1 comment April 6th, 2017 Henry Charles Lea

(Thanks to Henry Charles Lea for the guest post, which first appeared in his The Inquisition in the Spanish Dependencies: Sicily – Naples – Sardinia – Milan – The Canaries – Mexico – Peru – New Granada. The Inquisition was abolished in Sicily in 1782, but an interesting Palermo museum preserves its artifacts. -ed.)

When, in 1718, Savoy exchanged Sicily with Austria for Sardinia, the Emperor Charles VI would not endure this dependence of the [Inquisition] tribunal upon a foreign power and procured, in 1720, from Clement XI a brief transferring the supremacy to Vienna. In accordance, however, with the persistent Hapsburg claims on the crown of Spain, the Inquisition remained Spanish. A supreme council for it was created in Vienna, with Juan Navarro, Bishop of Albarracin as chief who, although resident there gratified himself with the title of Inquisidor-general de Espana, but in 1723 he was succeeded by Cardinal Emeric, Archbishop of Kolocz.

Apparently it was deemed necessary to justify this elaborate machinery with a demonstration and, on April 6, 1724, an auto de fe was celebrated at Palermo with great splendor, the expenses being defrayed by the emperor.


Detail view (click for the full image) of a French print of the auto de fe.

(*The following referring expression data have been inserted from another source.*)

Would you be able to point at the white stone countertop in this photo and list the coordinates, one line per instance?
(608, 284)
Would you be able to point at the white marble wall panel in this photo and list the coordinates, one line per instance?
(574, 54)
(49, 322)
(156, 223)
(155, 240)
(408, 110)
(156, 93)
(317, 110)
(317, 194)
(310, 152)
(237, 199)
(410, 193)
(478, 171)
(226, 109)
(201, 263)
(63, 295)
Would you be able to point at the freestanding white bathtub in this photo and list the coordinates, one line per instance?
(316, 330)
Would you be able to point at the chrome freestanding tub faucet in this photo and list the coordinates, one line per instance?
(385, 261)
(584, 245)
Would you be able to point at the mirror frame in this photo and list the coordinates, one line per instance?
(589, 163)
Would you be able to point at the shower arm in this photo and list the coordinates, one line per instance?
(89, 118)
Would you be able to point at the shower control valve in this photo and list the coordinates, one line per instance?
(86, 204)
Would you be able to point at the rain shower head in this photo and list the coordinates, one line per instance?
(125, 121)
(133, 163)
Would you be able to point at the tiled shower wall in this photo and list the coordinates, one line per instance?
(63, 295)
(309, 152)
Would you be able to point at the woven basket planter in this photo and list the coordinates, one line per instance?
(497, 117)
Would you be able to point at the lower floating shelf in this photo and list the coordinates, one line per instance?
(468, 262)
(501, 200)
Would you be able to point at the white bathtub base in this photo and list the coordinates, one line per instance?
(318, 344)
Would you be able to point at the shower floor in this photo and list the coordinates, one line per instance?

Twenty-six delinquents were penanced, consisting as usual mostly of cases of blasphemy, bigamy and sorcery, but the spectacle would have been incomplete without concremation and two unfortunates, who had languished in prison since 1699, were brought out for that purpose. They were Geltruda, a beguine, and Fra Romualdo, a friar, accused of Quietism and Molinism, with the accompanying heresies of illuminism and impeccability. Their long imprisonment, with torture and ill-usage, seems to have turned their brains, and they had been condemned to relaxation as impenitent in 1705 and 1709, but the sentences had never been carried out and they were now brought from their dungeons and burnt alive.


Detail view (click for the full image) of an engraving, The Great Auto De Fe At Palermo Italy 6 April 1724

Less notable was an auto de fe of March 22, 1732, in which Antonio Canzoneri was burnt alive as a contumacious and relapsed heretic.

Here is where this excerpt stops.